On peine toujours autant à délivrer les visas aux étudiants francophones intéressés à venir séjourner au pays. Aucune mesure musclée ne vient encadrer et promouvoir l’immigration francophone à l’extérieur du Québec. Aucun plan n’est réalisé pour attirer ces derniers, comme en témoignent les statistiques sur la provenance des nouveaux immigrants (2016-2021).
Le dernier recensement nous apprend que 80,6 % des immigrants « choisissent » l’anglais comme première langue officielle parlée. Mais jusqu’à quel point ce choix n’est-il pas prévisible lorsqu’on constate qu’aucun effort n’a été consenti par le gouvernement pour atteindre le quart du seuil minimal d’immigration francophone internationale souhaité par la Fédération des communautés francophones et acadienne du Canada (FCFA) et plusieurs autres acteurs du monde francophone au Canada ? Cette baisse importante du prorata de francophones par rapport à la population générale en Ontario doit être analysée pour ce qu’elle est : le résultat d’une politique ratée des instances fédérale et provinciale.

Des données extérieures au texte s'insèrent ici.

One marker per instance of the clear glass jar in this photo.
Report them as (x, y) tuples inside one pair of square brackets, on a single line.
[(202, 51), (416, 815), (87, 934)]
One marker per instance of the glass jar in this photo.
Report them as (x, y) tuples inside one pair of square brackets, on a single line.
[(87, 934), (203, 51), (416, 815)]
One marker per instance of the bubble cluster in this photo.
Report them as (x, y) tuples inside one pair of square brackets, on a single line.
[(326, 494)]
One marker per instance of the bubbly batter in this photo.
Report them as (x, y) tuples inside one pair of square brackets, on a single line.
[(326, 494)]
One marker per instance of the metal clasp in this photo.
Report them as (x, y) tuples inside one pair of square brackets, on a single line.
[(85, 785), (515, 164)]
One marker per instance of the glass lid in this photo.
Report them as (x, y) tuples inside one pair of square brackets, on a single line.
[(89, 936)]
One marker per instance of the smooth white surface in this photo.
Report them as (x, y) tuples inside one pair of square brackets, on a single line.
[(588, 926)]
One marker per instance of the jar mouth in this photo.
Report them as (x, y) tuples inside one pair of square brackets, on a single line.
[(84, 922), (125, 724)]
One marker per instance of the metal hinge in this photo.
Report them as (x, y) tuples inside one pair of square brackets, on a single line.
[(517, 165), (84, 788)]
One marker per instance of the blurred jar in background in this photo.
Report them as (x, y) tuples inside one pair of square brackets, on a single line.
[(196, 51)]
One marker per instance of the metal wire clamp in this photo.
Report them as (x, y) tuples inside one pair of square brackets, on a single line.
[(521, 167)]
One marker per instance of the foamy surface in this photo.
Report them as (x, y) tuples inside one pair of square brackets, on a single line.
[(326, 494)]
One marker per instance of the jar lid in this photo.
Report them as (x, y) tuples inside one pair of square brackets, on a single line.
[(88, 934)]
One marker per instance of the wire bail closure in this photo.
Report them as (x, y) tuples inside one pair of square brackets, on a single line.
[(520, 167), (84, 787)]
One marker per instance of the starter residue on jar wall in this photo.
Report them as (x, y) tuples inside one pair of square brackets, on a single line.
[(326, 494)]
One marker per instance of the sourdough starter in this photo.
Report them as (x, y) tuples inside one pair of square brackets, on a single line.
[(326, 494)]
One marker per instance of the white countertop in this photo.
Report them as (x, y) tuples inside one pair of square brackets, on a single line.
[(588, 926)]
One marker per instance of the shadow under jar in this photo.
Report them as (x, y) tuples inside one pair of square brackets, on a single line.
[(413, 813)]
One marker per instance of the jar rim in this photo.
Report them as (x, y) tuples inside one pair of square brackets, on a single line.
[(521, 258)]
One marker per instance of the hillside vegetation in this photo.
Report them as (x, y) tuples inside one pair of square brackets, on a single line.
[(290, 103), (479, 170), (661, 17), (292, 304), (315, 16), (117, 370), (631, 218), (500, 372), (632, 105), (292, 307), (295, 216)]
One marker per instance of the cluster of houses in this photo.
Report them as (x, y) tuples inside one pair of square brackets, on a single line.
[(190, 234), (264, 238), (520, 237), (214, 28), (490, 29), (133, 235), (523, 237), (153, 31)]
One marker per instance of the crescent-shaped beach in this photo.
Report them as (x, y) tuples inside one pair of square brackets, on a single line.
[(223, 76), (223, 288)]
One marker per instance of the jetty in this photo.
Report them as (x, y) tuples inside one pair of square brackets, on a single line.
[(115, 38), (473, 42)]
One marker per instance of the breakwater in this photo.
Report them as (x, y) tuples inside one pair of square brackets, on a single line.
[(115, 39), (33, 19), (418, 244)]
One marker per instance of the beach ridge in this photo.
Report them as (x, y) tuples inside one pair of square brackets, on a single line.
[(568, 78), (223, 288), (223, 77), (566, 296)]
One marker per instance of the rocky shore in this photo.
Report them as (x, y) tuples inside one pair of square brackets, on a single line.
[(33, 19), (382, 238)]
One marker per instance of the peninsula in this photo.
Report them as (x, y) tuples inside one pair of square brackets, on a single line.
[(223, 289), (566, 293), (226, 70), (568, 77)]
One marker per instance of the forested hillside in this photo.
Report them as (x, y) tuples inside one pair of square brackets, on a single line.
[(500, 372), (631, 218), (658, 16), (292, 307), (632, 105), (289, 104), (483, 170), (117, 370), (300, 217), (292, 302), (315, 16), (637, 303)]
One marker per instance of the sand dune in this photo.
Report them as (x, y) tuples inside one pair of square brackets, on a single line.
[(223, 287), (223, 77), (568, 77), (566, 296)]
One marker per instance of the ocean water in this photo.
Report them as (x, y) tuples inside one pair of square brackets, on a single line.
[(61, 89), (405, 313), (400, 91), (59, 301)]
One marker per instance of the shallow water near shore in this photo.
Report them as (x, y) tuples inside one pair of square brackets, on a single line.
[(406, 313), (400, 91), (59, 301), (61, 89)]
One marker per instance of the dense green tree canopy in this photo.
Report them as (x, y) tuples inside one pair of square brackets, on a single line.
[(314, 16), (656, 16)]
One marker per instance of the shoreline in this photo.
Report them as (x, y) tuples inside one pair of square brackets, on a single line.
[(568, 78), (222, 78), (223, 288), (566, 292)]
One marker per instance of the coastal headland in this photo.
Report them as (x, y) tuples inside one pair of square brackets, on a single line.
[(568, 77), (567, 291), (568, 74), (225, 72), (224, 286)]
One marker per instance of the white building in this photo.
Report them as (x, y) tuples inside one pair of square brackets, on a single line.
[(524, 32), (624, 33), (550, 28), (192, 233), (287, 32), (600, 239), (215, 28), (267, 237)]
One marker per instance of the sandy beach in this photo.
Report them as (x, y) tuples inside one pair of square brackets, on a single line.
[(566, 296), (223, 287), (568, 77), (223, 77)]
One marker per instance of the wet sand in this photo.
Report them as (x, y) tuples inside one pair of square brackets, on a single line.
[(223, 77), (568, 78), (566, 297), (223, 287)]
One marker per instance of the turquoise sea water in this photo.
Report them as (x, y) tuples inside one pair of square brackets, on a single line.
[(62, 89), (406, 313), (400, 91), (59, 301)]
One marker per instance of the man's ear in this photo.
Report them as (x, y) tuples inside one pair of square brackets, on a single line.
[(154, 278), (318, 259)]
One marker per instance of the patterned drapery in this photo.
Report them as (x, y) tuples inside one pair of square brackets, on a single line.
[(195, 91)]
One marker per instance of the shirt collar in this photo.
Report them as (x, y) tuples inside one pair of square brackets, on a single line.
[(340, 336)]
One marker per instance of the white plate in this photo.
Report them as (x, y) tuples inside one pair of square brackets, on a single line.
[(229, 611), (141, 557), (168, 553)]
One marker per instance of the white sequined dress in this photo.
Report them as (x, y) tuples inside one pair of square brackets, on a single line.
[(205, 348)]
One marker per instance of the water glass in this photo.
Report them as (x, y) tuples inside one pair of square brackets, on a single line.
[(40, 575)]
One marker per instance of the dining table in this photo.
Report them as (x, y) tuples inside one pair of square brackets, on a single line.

Si le recensement montre bien que les francophones vieillissent et que c’est là un des facteurs explicatifs de la baisse de leur poids démographique au Canada, cette tendance n’est pourtant pas nouvelle. Elle est observable depuis des décennies, et le plan du ministre Dion (2003) cherchait déjà à en contrer les effets.
Malheureusement, les dernières données montrent au contraire que l’attractivité du français est en perte de vitesse partout au Canada. Là où cette langue est minoritaire, le français tend de plus en plus à n’être perçu que comme une langue de communication, un outil, et de moins en moins comme un vecteur culturel, en Ontario notamment.
S’il fallait encore s’en convaincre, on peut percevoir dans les résultats de ce recensement la sortie du régime de dualité linguistique traditionnelle (anglais-français) et l’entrée de plain-pied dans un régime pluraliste où le français (hors Québec) semble de plus en plus qu’une langue parmi d’autres.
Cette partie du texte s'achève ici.